Avec ses sacs plastique biodégradables, Sphère anticipe la raréfaction des ressources pétrolières et la législation sur la protection de l'environnement.
Le roi de la pomme de terre, c'est Sphère
Le leader européen des emballages ménagers délaisse le pétrole au profit de la pomme de terre pour fabriquer des sacs plastique biodégradables. Un tournant stratégique, accompagné de multiples actions de lobbying et de communication.
Révolution chez SP Metal. Le leader européen des emballages ménagers, rebaptisé Sphère, opère un virage à 180° pour assurer son avenir. Ses produits - sacs-poubelles, sacs de caisse et autres films étirables - utiliseront dorénavant la fécule de pomme de terre, matière végétale renouvelable et 100 % biodégradable, et non plus le polyéthylène, dérivé du pétrole. Première application produit de cette nouvelle stratégie : le lancement, à la fin du mois, du premier sac-poubelle grand public 100 % biodégradable, sous la marque Alpha Pac, référence « premium » et historique du groupe, à l'origine notamment du sac-poubelle à lien coulissant.
Le groupe Sphère se met à la pomme de terre, explique sa directrice de la communication, Marielle Cayron, pour « anticiper la raréfaction des ressources pétrolières et faire face à l'augmentation constante du prix du pétrole ». Sans oublier les enjeux et problèmes environnementaux : la dégradation du sac plastique individuel prend, à l'heure actuelle, entre 100 et 400 ans.
Ce nouveau sac, 100 % biodégradable, est le résultat d'une intense politique de communication et de lobbying. « C'est la guerre du bioplastique », commente Florent Chapel, en charge de la communication du groupe chez Leo Corporate. Car les opposants sont nombreux, notamment du côté de l'industrie pétrolière. « Les critiques, comme les réticences au changement, sont multiples, ajoute Florent Chapel. Les pertes d'emploi dans le secteur de la plasturgie sont redoutées, la qualité du bioplastique, matériau perçu comme moins solide, est mise en doute. Même les écologistes craignent que cela incite à jeter les sacs dans la nature. »

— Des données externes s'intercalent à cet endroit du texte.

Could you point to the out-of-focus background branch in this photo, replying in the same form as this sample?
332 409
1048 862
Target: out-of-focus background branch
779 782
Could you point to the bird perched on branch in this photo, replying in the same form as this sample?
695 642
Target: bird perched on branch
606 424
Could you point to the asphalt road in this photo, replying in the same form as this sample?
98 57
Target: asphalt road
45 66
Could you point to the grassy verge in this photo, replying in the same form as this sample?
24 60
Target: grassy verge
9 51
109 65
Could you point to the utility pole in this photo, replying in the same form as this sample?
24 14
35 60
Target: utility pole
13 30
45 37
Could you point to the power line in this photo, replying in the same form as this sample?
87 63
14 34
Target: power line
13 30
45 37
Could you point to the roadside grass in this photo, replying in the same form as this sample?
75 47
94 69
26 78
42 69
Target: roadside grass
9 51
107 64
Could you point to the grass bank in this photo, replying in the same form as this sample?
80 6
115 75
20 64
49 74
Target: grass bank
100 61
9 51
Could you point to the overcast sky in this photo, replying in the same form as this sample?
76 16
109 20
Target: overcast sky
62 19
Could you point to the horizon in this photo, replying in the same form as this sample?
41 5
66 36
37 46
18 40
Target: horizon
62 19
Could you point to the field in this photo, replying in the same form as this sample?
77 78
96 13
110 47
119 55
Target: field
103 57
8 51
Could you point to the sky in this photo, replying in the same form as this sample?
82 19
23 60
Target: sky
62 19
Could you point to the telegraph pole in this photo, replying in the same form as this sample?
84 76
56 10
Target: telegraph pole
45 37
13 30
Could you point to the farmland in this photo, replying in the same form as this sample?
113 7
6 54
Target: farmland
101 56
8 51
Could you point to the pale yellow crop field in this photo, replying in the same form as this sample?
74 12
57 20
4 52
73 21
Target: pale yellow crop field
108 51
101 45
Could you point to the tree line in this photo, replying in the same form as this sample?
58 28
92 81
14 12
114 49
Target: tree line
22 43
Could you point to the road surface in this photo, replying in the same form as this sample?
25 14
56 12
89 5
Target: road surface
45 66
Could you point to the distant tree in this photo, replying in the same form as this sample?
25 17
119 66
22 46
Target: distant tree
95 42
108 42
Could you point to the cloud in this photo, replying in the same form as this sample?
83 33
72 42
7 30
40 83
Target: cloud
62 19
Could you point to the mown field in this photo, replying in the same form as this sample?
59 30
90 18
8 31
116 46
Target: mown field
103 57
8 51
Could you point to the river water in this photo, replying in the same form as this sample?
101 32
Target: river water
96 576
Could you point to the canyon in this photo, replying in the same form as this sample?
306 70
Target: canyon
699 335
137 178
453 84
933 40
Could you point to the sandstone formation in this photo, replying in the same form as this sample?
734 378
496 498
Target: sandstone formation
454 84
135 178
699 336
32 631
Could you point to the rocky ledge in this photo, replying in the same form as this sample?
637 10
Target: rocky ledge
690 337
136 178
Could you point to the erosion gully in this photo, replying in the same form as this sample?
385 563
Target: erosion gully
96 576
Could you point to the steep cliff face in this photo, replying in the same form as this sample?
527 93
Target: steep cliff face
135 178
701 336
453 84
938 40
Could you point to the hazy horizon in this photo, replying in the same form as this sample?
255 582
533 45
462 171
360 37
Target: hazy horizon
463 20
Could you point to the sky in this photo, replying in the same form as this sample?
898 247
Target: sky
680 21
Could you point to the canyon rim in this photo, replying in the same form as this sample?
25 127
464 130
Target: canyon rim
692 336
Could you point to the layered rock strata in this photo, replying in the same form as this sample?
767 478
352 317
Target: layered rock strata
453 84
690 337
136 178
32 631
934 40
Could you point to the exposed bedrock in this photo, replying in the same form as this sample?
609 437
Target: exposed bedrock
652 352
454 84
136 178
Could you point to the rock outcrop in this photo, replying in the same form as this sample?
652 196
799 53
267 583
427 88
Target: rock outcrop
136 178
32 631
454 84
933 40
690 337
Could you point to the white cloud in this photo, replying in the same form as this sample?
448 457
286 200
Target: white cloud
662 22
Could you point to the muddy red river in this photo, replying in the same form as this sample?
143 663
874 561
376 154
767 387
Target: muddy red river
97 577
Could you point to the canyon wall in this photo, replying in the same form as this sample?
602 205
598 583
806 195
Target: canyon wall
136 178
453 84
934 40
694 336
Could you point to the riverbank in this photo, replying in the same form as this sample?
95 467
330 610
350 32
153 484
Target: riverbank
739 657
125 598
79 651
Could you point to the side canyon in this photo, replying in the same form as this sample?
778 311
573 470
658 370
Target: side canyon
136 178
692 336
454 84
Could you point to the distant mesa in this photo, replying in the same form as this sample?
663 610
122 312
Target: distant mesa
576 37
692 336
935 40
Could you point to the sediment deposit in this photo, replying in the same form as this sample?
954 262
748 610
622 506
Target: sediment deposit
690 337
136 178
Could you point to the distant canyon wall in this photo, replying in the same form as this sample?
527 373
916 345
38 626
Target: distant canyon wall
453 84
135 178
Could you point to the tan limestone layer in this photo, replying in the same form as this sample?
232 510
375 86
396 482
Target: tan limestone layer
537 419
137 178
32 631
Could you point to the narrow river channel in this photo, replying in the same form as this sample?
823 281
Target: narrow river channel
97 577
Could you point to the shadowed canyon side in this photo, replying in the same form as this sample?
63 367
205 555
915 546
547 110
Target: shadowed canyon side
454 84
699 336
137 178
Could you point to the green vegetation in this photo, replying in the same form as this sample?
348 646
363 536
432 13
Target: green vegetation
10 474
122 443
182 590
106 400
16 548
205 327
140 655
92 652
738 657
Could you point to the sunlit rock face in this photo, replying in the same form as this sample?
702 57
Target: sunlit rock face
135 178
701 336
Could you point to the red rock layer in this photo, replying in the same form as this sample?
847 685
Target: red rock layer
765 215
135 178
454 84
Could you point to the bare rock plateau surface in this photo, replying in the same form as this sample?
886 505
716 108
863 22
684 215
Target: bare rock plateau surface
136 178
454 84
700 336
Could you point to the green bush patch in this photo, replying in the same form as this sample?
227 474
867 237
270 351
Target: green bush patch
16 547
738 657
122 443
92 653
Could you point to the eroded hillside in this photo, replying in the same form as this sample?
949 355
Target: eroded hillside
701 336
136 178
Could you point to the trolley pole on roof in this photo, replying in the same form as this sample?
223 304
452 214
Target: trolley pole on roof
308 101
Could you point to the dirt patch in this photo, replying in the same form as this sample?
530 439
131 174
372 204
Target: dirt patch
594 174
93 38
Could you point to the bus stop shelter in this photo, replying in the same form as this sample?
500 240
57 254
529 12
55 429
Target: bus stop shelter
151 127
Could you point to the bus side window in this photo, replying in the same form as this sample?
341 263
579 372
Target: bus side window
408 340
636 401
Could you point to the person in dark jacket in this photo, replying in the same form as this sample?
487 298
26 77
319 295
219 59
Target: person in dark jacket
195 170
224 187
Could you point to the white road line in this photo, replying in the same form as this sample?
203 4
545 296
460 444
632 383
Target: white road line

Le groupe Sphère et l'agence Leo Corporate ont donc entrepris de prêcher la bonne parole. Notamment auprès des politiques, en pleine rédaction des décrets d'application de la loi d'octobre 2005 interdisant, en 2010, la distribution et la commercialisation de sacs plastique individuels non biodégradables. « Faire une loi sur un sac qui est voué à disparaître, c'est un coup d'épée dans l'eau, estime Florent Chapel. Nous souhaiterions que la loi concerne l'ensemble des emballages, pas seulement les sacs de caisse, mais aussi des produits biodégradables à 100 %. » Quoi qu'il en soit, pour Sphère, la législation va dans le bons sens. En octobre 2005, une annonce presse du groupe le rappelait : « Nous serons prêts en 2010, car nous sommes prêts en 2005. »
Les consommateurs sont eux aussi l'objet de toute son attention. Car les sacs biodégradables coûtent jusqu'à deux fois plus cher. Et même si 87 % des Français se disent prêts à payer plus pour ce type de produit, les bonnes intentions s'évanouissent bien souvent lors du passage en caisse. Pour toucher les consommateurs en faisant oeuvre de pédagogie, le groupe compte sur les relations presse, mais aussi sur Internet. Il lancera, fin avril, le site bioplastiques.com. Sont également prévues des actions ciblées de RP pour installer le nouveau nom, le logo verdoyant et la signature de Sphère, « Le plastique change d'ère ». Difficile en effet de traduire le tournant environnemental du groupe avec un nom comme SP Metal.
Delphine Masson
Un géant aux mains vertes
Leader européen des emballages ménagers, Sphère détient en France 60 % du marché. L'aluminium (papier, barquettes, etc.) occupe 10 % de son activité, le reste étant consacré aux sacs plastique, vendus aux entreprises, aux collectivités locales, au grand public (sous la marque Alpha Pac) et aux distributeurs pour leur marque propre. Au total, Sphère revendique 292 millions d'euros de chiffre d'affaires, 1 300salariés et 13 sites de production. Pour s'orienter vers les bioplastiques, le groupe a acquis, en septembre 2005, 50 % de la société Biotec, spécialisée dans les matières premières végétales renouvelables. Ces dernières devraient concerner l'ensemble de sa production d'ici cinq à dix ans.